Mijała już 5 godzina od kiedy przybyliśmy na tą przeklętą stację benzynową. Pięć godzin zatrzymywania samochodów i nic. Staliśmy tu nadal. Ta stacja była niewielka, ruch na niej też nie był imponujący. Próbowaliśmy wszystkiego, najpierw bez tabliczki, potem z tabliczką (różne warianty napisów), potem przy wjeździe, potem znowu przy wyjeździe, raz Kosa, raz ja, potem poszliśmy stać przy wejściu i zaczepiać ludzi. Ludzi próbowaliśmy przekonać na różne sposoby: na wariata, na zagubionego obcokrajowce, na luzaka, na litość próbowaliśmy. Dosłownie wszystkiego. I to wszytko na nic. Pięć bezowocnych godzin.
Nie dość tego zaczęło padać. I to tak dość mocno. A zatrzymywanie samochodów w deszczu to dość przykra sprawa więc musieliśmy się schować pod daszkiem. Pod daszkiem nawet kimnęliśmy...
Przebudziliśmy się i dalej próbowaliśmy zatrzymywać. Co jakiś czas zmienialiśmy kartony z napisami. Później na stacji nie mieli już kartonów bo wszystkie zużyliśmy. Pracownicy stacji kręcili głowami i spoglądali na nas z politowaniem. Było coraz gorzej.

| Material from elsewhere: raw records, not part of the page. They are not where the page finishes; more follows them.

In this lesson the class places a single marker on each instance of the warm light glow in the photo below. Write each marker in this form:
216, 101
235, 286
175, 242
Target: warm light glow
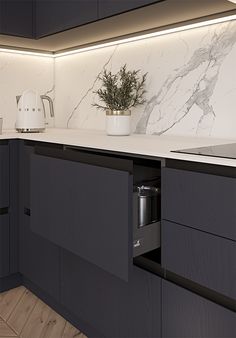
25, 52
148, 35
124, 40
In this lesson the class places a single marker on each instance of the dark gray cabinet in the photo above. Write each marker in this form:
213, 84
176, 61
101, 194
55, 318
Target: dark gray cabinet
203, 258
39, 259
202, 201
4, 246
25, 154
5, 233
115, 308
16, 18
112, 7
4, 176
54, 16
85, 209
187, 315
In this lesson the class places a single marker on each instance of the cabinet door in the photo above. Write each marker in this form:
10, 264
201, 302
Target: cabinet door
85, 209
4, 176
38, 259
108, 8
115, 308
202, 201
4, 246
17, 17
185, 314
25, 154
53, 16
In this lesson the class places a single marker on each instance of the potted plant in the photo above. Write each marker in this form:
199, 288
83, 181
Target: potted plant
119, 93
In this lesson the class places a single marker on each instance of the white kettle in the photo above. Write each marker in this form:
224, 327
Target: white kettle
31, 116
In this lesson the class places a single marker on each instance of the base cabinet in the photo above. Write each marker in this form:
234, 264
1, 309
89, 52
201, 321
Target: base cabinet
4, 246
114, 307
187, 315
39, 260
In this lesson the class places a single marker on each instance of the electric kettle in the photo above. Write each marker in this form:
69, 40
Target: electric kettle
31, 116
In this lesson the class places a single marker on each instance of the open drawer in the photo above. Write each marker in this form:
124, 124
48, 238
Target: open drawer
84, 203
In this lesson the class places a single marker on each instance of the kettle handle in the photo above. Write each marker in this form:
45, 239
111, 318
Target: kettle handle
18, 98
45, 97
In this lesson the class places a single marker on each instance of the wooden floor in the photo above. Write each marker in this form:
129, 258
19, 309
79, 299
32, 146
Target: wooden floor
24, 315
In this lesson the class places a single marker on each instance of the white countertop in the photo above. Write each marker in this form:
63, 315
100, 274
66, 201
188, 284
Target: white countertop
158, 146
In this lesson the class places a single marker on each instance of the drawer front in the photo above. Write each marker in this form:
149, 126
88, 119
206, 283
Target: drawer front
113, 307
187, 315
85, 209
39, 259
205, 202
205, 259
4, 246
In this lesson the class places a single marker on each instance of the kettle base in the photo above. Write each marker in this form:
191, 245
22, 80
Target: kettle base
30, 130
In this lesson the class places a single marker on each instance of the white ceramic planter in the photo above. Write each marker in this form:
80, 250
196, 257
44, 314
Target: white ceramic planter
118, 122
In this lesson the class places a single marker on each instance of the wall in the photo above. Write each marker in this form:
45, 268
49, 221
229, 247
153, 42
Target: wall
191, 85
19, 72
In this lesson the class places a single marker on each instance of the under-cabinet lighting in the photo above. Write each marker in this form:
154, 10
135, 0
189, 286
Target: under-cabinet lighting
147, 35
26, 52
121, 40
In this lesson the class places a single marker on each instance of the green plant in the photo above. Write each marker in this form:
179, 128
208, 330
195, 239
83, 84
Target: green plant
122, 90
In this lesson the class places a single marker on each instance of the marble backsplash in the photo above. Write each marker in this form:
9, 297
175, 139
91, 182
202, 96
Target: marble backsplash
19, 72
191, 84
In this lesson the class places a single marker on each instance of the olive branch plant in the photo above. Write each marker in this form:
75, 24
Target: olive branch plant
122, 90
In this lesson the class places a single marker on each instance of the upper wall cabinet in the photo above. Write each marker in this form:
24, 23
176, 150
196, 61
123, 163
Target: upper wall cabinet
58, 15
111, 7
16, 18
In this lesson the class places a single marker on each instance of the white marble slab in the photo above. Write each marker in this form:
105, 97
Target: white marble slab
191, 85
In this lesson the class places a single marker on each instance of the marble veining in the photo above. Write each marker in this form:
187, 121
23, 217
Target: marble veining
89, 90
206, 60
191, 85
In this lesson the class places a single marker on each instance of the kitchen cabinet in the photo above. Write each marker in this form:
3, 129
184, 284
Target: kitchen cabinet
199, 200
4, 206
185, 314
4, 246
84, 208
108, 8
115, 308
16, 18
201, 257
39, 259
54, 16
4, 175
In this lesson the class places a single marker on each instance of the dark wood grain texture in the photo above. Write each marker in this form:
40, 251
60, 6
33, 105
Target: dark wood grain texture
187, 315
205, 259
17, 17
205, 202
85, 209
4, 246
54, 16
112, 306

Najgorsze w tym wszystkim są nadzieje. Każdy przejeżdżający samochód to nowa nadzieja na to, że to właśnie ten kierowca nas stąd zabierze. A ludzie w samochodach to też... Jedni coś do nas machają, inni się śmieją albo pokazują że jadą nie tu, albo że nie mają miejsc dla nas. Jeszcze inni jakby w ogóle nas nie zauważali. No tragedia. Po tych kilku godzinach na stacji nasza nadzieja jednak stopniowo gasła. Niestety. Potem wiedzieliśmy już, że do Wenecji nie damy rady dotrzeć... To był bolesny cios prosto w nos. Koniec marzeń o Wenecji!
Trzeba było kombinować inaczej. A może by tak wrócić do Austrii? Albo już teraz próbować ruszyć na Słowenię? Jedno było pewne - był piątek, a my już w najbliższy czwartek musieliśmy być w domu. W tą stronę zajechaliśmy praktycznie bezproblemowo ale po tym co działo się na tej włoskiej stacji nasza wiara w szybki powrót dość mocno podupadła.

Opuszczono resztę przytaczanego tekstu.